Re: Tim Sherwood - Head Coach
For those that keep harping on that Eriksen is in his best position as a left winger/left inside forward, you need to check the games. Even Tim has said that he is best playing in the middle (press release last week) and if you watch our games he is still playing in a number 10 position. The difference for me is that under AVB there was little interchanging of positions between Eriksen at #10 and the two players in the double pivot, he was always in the same area and got marked out of games. Under Sherwood we still play without the interchanging of the #6/#8 and the #10 and instead have two strikers with Eriksen sitting at the point of a weird diamond.
I love your post, but I think you are really wrong here.
Yes, Eriksen is playing in the middle a lot, but:
1. He is starting from the left, and that is still his main action area (see heat maps below)
2. He is consistently switching around not only with whoever is in the middle, but also with Lennon on the right and Ade/Kane from up front, meaning it's true he's not pure left and nothing else, but what that highlights is precisely the point that we
are really fluid in attack at the moment.
You are spot on to say this fluidity didn't happen under AVB, but I think evidence shows that is one of the key tactical changes Sherwood has brought in. That fluidity of the front 4/5.
--------Kane---Ade---------
----------Eriksen-----Lennon
-------Paulinho-Chadli-------
No. That diagram should have Chadli, Lennon, Kane or Ade on the left if that's where Eriksen is at any given point in the game. Look at the Heat Maps below for the Stoke game and you'll see this: Eriksen, Chadli, Lennon, Kane and Ade ALL spent time both on the left and in the middle (Eriksen's main patch is left, not centre, in these heat maps, and his periods in the middle are clearly being covered on the left by other players.) Eriksen also spent time on the right, as did Kane, Ade, Pauli, etc. as Lennon switched to middle/left.
http://www.dailymail.co.uk/sport/matchzone/index.html#s2013-c8-m695257
Our defensive shape is still aweful and teams still get decent efforts in against us as we leave pockets of space all over the place. Look at how teams like Real and Chelsea have been defending (less so Chelsea because vs Liverpool that was an extreme), when they defend they form two tight banks of players, no space for the David Silva's or Coutinho's of this world to operate in. We are very loose and I'm still suprised that this hasn't been sorted. I don't hold much stock in the "Tim doesn't believe in DM's" theory because he did use them even at U21 level, but even so his refusal to at least try to shore up the midfield is suprising. I do think we are blinded by the fact that the teams we have got in the last 6 games are utter dross and are man for man worse off than us.

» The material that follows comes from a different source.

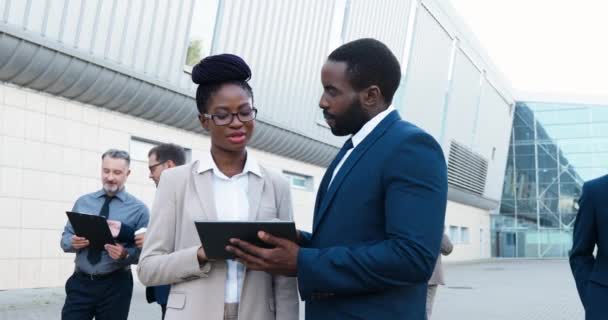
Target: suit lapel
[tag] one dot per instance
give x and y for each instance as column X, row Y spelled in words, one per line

In our defeat at Liverpool - often cited as the pinnacle of our "wide open" shambles - they had 5 shots on target and scored 4. They had 5 shots inside the box to our 7. None of their goals came from a lack of a DM being there (not even the Cutinho goal because we had a bank of 4 right in front of him when he shot, so bodies weren't the issue). They had 11 shots in total, we had 15, with 6 of their 11 outside the box. None of those stats show that a DM was the problem that day, nor this alleged wide openness we have.
Stats:
http://www.dailymail.co.uk/sport/matchzone/index.html#s2013-c8-m695214
So yeah, I think this obsession with us being wide open is really overblown. I 100% agree that that obsession is even sillier against weaker teams.